A version of this post originally appeared on the author’s blog.
Richard Cohen has a piece in the Washington Post about the insidious effect of Sarah Palin on the field of Republican presidential contenders:
Since Since Palin…ignorance has become more than bliss. It’s now an attribute, an entire platform: Vote for me, I know nothing and hate the same things you do…
So far, the Palin effect has been limited to the GOP. Surely, though, there lurks in the Democratic Party potential candidates who have seen Palin and taken note. Experience, knowledge, accomplishment — these no longer may matter. They will come roaring out of the left proclaiming a hatred of all things Washington, including compromise. The movie had it right. Sarah Palin changed the game.

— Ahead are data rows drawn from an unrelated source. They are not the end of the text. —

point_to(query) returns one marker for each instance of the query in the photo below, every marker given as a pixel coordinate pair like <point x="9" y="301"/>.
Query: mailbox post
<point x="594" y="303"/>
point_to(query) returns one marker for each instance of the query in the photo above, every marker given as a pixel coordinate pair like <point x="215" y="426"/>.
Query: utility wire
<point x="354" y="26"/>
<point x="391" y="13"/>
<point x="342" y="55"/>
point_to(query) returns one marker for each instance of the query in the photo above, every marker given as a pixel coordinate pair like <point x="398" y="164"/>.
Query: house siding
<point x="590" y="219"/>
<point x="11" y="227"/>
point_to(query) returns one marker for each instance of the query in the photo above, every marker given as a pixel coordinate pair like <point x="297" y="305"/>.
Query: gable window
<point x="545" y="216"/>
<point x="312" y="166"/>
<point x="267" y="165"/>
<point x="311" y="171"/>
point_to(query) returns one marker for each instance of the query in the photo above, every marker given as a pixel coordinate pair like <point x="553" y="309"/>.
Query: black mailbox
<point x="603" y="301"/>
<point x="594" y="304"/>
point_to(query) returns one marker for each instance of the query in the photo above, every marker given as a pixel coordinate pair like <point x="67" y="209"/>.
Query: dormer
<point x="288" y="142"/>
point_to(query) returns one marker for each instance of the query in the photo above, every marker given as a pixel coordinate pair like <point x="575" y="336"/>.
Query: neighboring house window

Plenty of political scientists will tell you that political identification nowadays has a lot more to do with common dislikes than likes, and Sarah Palin is a great example. Her brand of politics centers on rejection — abortion, gay marriage, Washington elites, Barack Obama, basic understanding of facts, etc. — and lots of people evidently identify with that. Still, representative selection, as we’ve seen, becomes difficult with a field composed of candidates like this. At some point, Republican voters need to choose a nominee to face off against Barack Obama in November, and more broadly, to carry forth the ideals of the conservative movement, but it’s hard to identify the best individual to do that among a group of candidates who are all advancing the same wide-ranging view that everything needs to go.
As an analogy, if you are a shareholder of a company that is searching for a new CEO, and all the interviewees for the position talk only about what they hate about the company and the previous CEO, it becomes difficult to decide who the best person is for the job. Using stock as compensation is a common solution in that scenario, but it’s unclear how that would apply to representative selection in politics. Theoretically, the ideal scenario for Republican voters would be just the same: that they could offer their candidates stock in the conservative movement — however that is defined — such that whoever they chose would have to advance their agenda. But defining the agenda to be advanced is the tricky part. Mitt Romney is against taxes and healthcare reform, Rick Santorum is against abortion and gay marriage, Newt Gingrich is against taxes and healthcare reform, Ron Paul is against the Fed and monetary stimulus. Even if Republican voters could come to a consensus that the conservative movement is purely about repealing, who is going to decide exactly which policies need to be repealed?
Part of the problem here is with the institution of the presidency and the American style of democracy in general. We talk a lot about political identification — about how voters identify with this or that candidate — because voters don’t really have another way of doing things. Shareholders in a company simply want to choose the guy who says, “I’m going to make this company successful,” and it doesn’t matter what he looks like or how he talks or how blond his wife is. Politics in this country has become so much about personality that these kinds of issues often take precedence over the act of assessing who is going to make a particular movement or agenda successful. And it’s just as much a problem for Republican voters as for any other reasonably broad voting bloc.